È la funzione delle prove. Una delle prove è: “Se tu hai trovato Dio, devi amare anche il prossimo”: non perché “devi”, ma perché “senti il bisogno, l’esigenza” di amarlo, se è che hai trovato Dio. Questo è uno dei banchi di prova, ma ci sono tanti altri banchi di prova che ti dicono se tu hai o no trovato Dio!

Ecco la misericordia del Signore! Perché siccome noi nel nostro spirito ci possiamo illudere di conoscere, di vedere, di aver trovato, ecco allora che il Signore ci mette il banco di prova: “Guarda tu, che credevi di aver trovato, guarda come sei caduto!”. E questo il Signore lo fa per dirti: "Guarda che non mi hai ancora trovato! Cercami ancora!".

Quindi, vedi che Lui ti sollecita a camminare? Per cui la caduta diventa positiva, perché ti fa toccare con mano la tua illusione: “io che credevo di averlo conosciuto, non L'ho ancora conosciuto”, e ti fa capire allora che c'è ancora tanto da conoscere. Ti fa cioè constatare che non sei ancora arrivato alla meta! Quindi ti sollecita, ti chiama!

“Mi chiama!“. Vedi allora che anche la caduta diventa grazia? Se la ricevo però da Dio!

Perché se invece non la ricevo da Dio, io che magari credevo di aver già conosciuto Dio e me ne vantavo, mi rattristo e mi avvilisco; la caduta quindi diventa umiliante nel mio orgoglio, addirittura mi prostra, mi delude, mi fa cadere nell'opposto dell’orgoglio, ma sempre però nell’orgoglio, quindi non è che mi diventi liberatrice.

È solo con il Pensiero di Dio che la caduta diventa liberatrice, perché mi fa capire che non sono ancora arrivato.

Senza il Pensiero di Dio invece mi amareggia.

Giovanni M.: Allora quando l'uomo mette Dio al centro, pur cadendo nella tentazione, ha sempre una speranza...

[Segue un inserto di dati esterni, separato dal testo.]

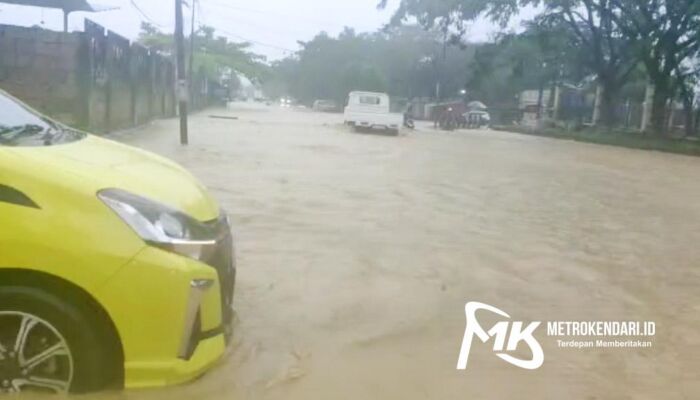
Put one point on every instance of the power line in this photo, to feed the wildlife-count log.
(256, 42)
(143, 14)
(266, 12)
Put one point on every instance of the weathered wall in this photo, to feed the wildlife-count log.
(96, 79)
(41, 67)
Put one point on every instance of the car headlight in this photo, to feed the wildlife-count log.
(160, 225)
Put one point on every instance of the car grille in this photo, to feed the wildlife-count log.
(224, 261)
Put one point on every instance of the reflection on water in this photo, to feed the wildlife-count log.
(358, 252)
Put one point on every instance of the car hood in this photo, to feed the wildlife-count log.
(102, 164)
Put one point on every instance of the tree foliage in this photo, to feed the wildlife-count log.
(404, 61)
(614, 35)
(214, 55)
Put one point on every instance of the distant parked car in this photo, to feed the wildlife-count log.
(325, 106)
(285, 102)
(371, 111)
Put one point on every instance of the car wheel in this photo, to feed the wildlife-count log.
(46, 344)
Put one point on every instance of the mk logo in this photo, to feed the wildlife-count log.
(499, 332)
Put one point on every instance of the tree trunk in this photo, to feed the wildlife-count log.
(647, 108)
(598, 105)
(689, 117)
(659, 109)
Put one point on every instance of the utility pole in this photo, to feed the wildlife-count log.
(181, 72)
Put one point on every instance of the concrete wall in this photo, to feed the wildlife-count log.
(95, 80)
(41, 67)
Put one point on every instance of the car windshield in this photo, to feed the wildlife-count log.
(21, 127)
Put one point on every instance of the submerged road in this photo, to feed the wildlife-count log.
(357, 254)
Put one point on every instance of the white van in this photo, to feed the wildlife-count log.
(371, 111)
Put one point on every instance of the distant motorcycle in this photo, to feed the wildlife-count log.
(408, 121)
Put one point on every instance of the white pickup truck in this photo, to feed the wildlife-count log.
(370, 110)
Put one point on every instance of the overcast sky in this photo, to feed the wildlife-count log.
(274, 26)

Luigi: Se mette Dio al centro, se pensa Dio? Altroché! La speranza Dio la mantiene sempre! Perché se tu tieni presente il Pensiero di Dio, il Pensiero di Dio proprio perché ti fa capire che non sei ancora arrivato là dove Lui ti chiama, ti dà la speranza, e ti fa dire: "Guarda che il Signore pensa ancora a me!".

Anche quando le cose non vanno come vorremmo, è segno che Dio ci sta pensando,

Sai, una delle condanne peggiori è quella di vederci trascurati da Dio; ma Dio quando “trascura” (per cui noi “siamo sotto la sua ira” e questo avviene ancora per salvarci), cosa fa? Ci abbandona ai desideri del nostro cuore, cioè ci lascia andare dove vogliamo, lascia che tutte le cose vadano secondo quelli che sono i nostri desideri, per cui tutte le cose vanno bene (noi crediamo che vadano bene), e siamo in disgrazia!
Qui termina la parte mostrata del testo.